The Center of the Universe...Lies Elsewhere
The Street With Two Names is a setting I wrote for a memoir writing class that I took this past summer. It not only describes the people I remember but the time and place of my childhood, back when I thought the busiest street of my neighborhood was the center of the universe. Although I didn’t live on this busy street (my family lived two blocks away from the time I was four years old) I spent a lot of time there – either shopping at the second-hand store; eating or killing time at the diner; or just passing through either by car (with my parents) or walking to the neighborhood center, a friend’s house, or the beach. Sadly, I grew up to learn the center of the universe lies elsewhere, but my childhood neighborhood will always be the place I remember as the most influential fragment of my life.

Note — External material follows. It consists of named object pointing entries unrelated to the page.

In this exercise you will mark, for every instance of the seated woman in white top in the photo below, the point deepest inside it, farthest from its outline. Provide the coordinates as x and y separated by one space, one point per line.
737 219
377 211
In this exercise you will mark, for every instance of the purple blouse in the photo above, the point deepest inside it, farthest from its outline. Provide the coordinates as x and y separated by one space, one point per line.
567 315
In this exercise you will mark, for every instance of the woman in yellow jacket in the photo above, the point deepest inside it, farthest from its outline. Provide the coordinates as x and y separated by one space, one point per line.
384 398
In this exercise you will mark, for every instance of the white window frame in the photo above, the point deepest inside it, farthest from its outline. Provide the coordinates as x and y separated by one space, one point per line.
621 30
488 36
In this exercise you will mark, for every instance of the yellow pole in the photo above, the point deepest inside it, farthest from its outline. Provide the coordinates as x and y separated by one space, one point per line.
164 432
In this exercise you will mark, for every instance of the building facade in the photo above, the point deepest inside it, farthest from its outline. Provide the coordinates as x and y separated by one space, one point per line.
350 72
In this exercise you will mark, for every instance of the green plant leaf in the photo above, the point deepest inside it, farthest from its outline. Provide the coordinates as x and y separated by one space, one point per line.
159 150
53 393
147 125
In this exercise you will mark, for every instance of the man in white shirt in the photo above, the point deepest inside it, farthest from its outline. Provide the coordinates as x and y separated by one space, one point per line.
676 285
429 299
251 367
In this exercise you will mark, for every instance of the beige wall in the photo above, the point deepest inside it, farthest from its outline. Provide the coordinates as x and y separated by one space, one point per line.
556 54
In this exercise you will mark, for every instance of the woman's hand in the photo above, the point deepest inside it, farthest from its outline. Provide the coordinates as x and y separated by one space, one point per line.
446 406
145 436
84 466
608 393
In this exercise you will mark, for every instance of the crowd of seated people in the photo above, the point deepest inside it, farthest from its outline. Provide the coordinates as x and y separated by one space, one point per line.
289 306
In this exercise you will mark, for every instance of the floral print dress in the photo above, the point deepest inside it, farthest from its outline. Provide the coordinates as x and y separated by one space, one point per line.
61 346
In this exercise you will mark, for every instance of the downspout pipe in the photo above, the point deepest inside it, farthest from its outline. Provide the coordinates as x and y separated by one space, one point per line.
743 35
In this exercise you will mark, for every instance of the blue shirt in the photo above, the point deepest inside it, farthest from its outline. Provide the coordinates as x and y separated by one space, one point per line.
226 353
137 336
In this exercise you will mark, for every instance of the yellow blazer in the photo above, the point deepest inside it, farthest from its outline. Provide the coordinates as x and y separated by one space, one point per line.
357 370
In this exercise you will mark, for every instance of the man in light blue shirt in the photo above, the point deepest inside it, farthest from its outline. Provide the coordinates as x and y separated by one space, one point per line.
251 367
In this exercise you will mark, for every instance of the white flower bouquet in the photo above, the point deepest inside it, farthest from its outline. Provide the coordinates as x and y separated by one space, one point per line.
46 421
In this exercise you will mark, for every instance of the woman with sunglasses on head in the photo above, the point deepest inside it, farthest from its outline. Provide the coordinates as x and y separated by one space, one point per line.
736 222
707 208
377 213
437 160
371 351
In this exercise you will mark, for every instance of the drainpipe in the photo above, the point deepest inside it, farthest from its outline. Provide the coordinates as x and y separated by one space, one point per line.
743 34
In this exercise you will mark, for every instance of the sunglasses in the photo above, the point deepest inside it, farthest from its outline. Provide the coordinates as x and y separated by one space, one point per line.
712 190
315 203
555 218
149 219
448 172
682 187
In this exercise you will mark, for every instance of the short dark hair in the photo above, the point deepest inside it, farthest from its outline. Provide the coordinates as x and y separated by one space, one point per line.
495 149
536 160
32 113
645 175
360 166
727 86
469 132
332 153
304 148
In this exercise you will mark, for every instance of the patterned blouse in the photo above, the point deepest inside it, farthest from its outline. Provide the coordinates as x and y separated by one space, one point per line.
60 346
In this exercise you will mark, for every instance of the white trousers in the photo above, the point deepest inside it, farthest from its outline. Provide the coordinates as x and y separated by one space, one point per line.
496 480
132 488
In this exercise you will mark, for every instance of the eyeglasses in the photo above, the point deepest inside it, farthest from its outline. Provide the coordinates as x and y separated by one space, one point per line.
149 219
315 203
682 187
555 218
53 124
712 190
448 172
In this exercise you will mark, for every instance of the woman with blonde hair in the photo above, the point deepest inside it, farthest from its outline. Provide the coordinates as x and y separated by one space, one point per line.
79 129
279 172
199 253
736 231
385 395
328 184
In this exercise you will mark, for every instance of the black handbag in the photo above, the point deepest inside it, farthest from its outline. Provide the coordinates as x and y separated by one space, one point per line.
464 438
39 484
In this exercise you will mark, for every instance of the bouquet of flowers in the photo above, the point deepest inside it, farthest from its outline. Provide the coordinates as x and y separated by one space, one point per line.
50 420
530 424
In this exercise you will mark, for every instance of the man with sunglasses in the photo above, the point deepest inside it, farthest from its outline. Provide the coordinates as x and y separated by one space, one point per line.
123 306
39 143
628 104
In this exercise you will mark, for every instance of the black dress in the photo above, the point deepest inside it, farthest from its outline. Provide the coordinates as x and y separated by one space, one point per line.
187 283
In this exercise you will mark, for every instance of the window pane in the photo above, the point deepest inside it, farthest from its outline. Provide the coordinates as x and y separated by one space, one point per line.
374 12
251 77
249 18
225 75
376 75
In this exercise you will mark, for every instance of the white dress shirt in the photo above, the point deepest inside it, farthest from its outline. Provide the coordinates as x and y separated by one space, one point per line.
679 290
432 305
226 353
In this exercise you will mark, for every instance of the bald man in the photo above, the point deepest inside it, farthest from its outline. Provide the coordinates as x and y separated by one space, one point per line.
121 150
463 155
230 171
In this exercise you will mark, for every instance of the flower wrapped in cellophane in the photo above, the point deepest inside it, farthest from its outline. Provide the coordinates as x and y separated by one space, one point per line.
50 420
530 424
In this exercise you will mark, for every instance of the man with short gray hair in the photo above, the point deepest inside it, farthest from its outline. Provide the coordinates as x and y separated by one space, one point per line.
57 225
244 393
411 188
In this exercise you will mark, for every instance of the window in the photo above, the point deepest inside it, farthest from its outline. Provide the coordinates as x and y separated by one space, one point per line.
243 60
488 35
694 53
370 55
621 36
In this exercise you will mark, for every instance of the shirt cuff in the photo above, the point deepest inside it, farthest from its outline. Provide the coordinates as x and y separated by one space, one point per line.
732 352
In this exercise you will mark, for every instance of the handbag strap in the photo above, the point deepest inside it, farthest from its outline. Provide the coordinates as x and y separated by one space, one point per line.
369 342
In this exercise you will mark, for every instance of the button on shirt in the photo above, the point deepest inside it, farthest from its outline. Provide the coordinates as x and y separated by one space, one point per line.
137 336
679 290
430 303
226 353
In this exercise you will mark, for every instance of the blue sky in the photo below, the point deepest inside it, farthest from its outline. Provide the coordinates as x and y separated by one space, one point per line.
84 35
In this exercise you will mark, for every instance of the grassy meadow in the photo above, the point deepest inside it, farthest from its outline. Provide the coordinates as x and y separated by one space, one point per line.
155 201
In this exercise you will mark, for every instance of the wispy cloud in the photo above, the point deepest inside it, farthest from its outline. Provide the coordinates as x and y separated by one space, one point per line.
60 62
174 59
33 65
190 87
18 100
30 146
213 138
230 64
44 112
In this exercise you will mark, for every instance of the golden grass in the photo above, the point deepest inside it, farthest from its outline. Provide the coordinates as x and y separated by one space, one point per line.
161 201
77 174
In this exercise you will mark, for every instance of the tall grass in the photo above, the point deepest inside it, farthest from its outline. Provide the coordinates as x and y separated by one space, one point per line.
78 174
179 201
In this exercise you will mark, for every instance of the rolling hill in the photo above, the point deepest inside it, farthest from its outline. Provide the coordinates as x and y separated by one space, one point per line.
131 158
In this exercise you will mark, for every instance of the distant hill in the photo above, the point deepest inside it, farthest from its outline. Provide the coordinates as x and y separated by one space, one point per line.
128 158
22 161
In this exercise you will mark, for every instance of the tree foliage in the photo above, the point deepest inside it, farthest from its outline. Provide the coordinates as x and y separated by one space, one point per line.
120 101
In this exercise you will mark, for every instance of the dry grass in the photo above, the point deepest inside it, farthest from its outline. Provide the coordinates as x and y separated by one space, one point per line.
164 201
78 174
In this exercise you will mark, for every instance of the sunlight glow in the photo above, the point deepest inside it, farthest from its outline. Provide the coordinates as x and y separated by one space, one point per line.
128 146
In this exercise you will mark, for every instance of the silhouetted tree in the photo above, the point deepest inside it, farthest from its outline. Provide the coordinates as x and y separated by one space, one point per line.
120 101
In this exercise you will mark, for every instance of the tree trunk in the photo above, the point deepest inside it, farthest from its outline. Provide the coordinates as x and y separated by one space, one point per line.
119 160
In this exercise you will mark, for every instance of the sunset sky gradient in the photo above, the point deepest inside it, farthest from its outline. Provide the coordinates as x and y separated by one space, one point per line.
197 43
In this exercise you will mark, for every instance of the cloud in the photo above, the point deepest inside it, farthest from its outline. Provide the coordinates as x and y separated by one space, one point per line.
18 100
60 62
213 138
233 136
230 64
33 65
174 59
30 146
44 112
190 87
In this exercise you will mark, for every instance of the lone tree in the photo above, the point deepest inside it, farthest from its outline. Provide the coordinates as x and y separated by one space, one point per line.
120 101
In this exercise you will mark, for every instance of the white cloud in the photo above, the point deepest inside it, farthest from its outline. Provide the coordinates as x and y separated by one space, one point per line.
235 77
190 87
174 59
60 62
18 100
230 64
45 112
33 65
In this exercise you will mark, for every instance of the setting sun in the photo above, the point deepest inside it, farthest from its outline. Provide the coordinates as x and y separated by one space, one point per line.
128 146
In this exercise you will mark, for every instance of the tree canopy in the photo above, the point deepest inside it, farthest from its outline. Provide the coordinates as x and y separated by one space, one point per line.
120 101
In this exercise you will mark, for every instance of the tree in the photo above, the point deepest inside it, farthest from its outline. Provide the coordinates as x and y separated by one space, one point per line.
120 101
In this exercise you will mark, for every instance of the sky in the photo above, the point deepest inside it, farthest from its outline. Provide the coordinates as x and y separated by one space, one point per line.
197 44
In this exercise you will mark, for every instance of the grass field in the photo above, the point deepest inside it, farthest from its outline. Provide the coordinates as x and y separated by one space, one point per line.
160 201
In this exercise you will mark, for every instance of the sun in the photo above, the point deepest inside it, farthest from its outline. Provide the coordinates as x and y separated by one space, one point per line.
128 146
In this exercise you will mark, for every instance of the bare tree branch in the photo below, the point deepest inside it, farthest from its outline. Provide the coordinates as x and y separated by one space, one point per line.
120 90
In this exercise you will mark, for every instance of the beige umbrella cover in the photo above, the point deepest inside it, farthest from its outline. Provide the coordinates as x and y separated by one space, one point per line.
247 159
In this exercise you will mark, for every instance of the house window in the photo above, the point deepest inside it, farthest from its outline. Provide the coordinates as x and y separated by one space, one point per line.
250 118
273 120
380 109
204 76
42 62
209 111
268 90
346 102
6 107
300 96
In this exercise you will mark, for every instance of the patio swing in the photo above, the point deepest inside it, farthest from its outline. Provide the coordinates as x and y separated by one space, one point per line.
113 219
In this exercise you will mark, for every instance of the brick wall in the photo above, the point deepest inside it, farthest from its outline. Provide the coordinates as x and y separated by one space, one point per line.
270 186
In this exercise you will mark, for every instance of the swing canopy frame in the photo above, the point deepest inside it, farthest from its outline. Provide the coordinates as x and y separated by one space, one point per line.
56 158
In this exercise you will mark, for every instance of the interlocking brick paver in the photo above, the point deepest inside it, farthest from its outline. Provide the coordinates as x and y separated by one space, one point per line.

A Most Influential Neighborhood
The Street With Two Names
A street with a nickname. Exactly one mile long. Williamson Street, called Willy Street by the hip locals in the know, had two grocery stores – one a co-op - and four bars (one by the river) within two long city blocks of each other, not to mention another one on the opposite end of the street. There was also a hardware store, a clock repair shop, a second-hand store, a taxidermist, a greasy diner called Dolly’s (complete with a mini jukebox at every table and an alcoholic cook), a fire-station, a bowling alley, a photo lab, a pharmacy - which blocked the community center from view - and at least four gas stations. All were surrounded by single family homes and two or three story apartment flats occupied by the city’s unwanted and forgotten population of long haired men and women wearing tie-dyed shirts, bell-bottom pants, and beads upon beads upon more colorful beads around their necks. Angry factory workers, dressed in brown or blue, climbed up the hill with black, gray, or silver lunchboxes in hand. Vietnam War vets and college dropouts, angrier still, filled the street - some with families, some homeless. Scattered among this younger generation were the proud undesirables, the followers of hemp, and the far out criminals who stood up for what they believed whether it meant living arrangements, civil disobedience, or free love. Peace symbols were etched into flyer-clad telephone poles, hanging in windows or around necks, and drawn on brick buildings. Incense floated through the air from multiple directions – adding to or taking away from the pungent aroma following the citizens of the neighborhood. Horns honked at stop signs and stoplights, War Vets shouted out or mumbled to themselves as they walked down the street, still in uniform, some tattered and torn. Naked bodies convulsed in painful ecstasy from basement to roof, painted on the side of a three-story apartment flat, while barefoot children of all ages wandered from yards and sidewalks in search of adventure. Although the diverse neighborhood had its challenges, the one thing they all had in common were the two lakes, connected by the Yahara River, which sat on either side of the narrow strip of land upon which they each called home.